How do these results compare to other preschool programs?
Benefit-cost research of universal pre-K programs is limited, but good studies do exist for other preschool programs. While not exactly an “apples-to-apples” comparison to pre-K, the most well-known preschool benefit-cost analyses focus on small, targeted, and intensive programs like the Perry Preschool and Chicago Child-Parent Center (CPC) programs. The social net benefits of these programs tend to be much higher than those found for Tulsa pre-K: analyses of the Perry program have shown benefit-cost ratios between 8.5-to-1 and 16-to-1, and a study of the CPC program revealed a ratio of 11-to-1.
These relatively large ratios make sense when you consider that the Perry and CPC programs were small and had much more intensive program components than most pre-K programs, including TPS pre-K. The Perry program included weekly home visits and lasted for up to 2 school years, while CPC included an intensive parent component, comprehensive health services, and teacher coaching, all of which could last up to third grade. In comparison, TPS pre-K was designed to last for 1 school year and did not include these supports. Although these factors make the Perry and CPC programs more costly, they also likely contribute to greater earnings and crime reduction benefits.
Additionally, the Perry and CPC studies were conducted decades ago, and the percentage of children participating in early childhood education programs as 4-year-olds has greatly risen since then. This means that the non-participants of TPS pre-K who were included in the study likely had more educational exposure than non-participants of the Perry and CPC programs, which would partially account for the greater benefits found in those earlier studies. Another reason why the benefits are larger in the Perry and CPC studies is because of key differences in the analyses. For instance, the Perry and CPC studies included additional social benefits like reduced welfare administration costs.
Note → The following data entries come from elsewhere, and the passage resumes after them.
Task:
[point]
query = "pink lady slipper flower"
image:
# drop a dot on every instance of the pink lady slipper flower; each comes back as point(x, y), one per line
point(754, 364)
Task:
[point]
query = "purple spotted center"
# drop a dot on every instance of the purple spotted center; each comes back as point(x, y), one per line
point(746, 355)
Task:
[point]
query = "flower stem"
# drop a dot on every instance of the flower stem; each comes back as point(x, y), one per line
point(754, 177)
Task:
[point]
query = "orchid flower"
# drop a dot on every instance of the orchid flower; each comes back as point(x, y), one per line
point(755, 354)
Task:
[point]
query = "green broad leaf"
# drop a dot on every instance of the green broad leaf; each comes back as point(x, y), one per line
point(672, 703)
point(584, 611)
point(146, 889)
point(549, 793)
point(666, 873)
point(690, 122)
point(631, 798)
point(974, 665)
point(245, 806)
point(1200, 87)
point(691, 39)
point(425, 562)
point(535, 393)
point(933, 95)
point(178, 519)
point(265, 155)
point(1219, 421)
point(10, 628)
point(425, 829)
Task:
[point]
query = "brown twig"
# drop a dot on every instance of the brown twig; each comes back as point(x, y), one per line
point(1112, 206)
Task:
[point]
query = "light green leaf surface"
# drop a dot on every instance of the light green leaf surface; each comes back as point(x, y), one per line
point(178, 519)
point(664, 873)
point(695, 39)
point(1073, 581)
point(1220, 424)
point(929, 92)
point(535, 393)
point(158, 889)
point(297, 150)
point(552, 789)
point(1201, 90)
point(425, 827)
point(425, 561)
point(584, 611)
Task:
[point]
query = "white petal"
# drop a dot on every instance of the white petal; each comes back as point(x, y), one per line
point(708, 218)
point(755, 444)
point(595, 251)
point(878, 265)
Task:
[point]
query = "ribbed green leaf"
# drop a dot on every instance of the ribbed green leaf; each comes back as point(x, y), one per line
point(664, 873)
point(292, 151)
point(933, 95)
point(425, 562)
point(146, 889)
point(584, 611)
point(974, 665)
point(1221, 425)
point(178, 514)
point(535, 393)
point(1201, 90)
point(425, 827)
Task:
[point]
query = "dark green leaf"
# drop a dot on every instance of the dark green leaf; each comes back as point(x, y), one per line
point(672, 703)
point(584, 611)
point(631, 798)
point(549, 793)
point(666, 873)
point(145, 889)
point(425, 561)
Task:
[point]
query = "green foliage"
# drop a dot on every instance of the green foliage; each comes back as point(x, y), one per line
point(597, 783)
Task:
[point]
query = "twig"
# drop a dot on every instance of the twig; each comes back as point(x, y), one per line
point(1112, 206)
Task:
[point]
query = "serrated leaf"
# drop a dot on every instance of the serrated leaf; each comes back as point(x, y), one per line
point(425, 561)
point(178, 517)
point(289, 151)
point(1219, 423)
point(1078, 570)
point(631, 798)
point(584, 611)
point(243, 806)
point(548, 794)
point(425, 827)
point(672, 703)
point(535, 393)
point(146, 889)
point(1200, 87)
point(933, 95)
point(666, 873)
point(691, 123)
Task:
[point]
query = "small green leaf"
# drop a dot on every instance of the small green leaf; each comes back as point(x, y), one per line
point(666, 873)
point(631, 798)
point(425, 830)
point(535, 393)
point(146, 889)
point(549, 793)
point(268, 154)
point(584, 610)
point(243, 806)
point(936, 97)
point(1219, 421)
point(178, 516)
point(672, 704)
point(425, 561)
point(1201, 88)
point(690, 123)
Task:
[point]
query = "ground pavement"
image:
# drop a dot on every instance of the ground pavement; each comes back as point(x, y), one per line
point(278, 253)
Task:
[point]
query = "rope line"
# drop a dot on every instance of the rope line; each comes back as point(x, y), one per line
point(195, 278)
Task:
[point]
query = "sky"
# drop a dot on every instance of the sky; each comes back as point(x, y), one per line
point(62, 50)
However, Head Start, a much larger-scale, comprehensive preschool intervention for low-income 3- and 4-year-olds, has also been found to have a higher benefit-cost ratio of 2.5-to-1. This is partially because the at-risk students targeted by the Head Start, Perry and CPC programs have, on average, lower earnings and higher levels of crime as adults than students in a typical universal program This would likely amplify any effects of these programs on earnings and crime reduction.
Final thoughts
The results from the TPS study support the idea that high-quality, universal pre-K programs will likely provide net benefits to society. The documented benefits of pre-K are not as great as the ones estimated for intensive preschool programs, but universal pre-K may still be a good investment. The two types of programs have different characteristics and target different populations of children. It is critically important to note program and participant differences when comparing benefit-cost analyses of education programs, as well as any variations in the methods used between studies and in the educational environments in which the studies were conducted. Finally, while benefit-cost analyses of preschool programs should certainly be factored into relevant policy decisions, they should not be the only aspect examined. The specific needs of children and families in each state or district should also be a major consideration.
[i] However, some of these early increases in cognitive skills have been shown to fade out over time: http://www.sreb.org/sites/main/files/file-attachments/15e05_prekfadeoutdebate.pdf.
[ii] A partial benefit-cost analysis of the Tulsa Public Schools’ universal pre-K program used early cognitive test scores to predict future earnings benefits: Bartik, T. J., Gormley, W. T., & Adelstein, S. (2012). Earnings benefits of Tulsa’s pre-K program for different income groups. Economics of Education Review, 31(6), 1143-1161.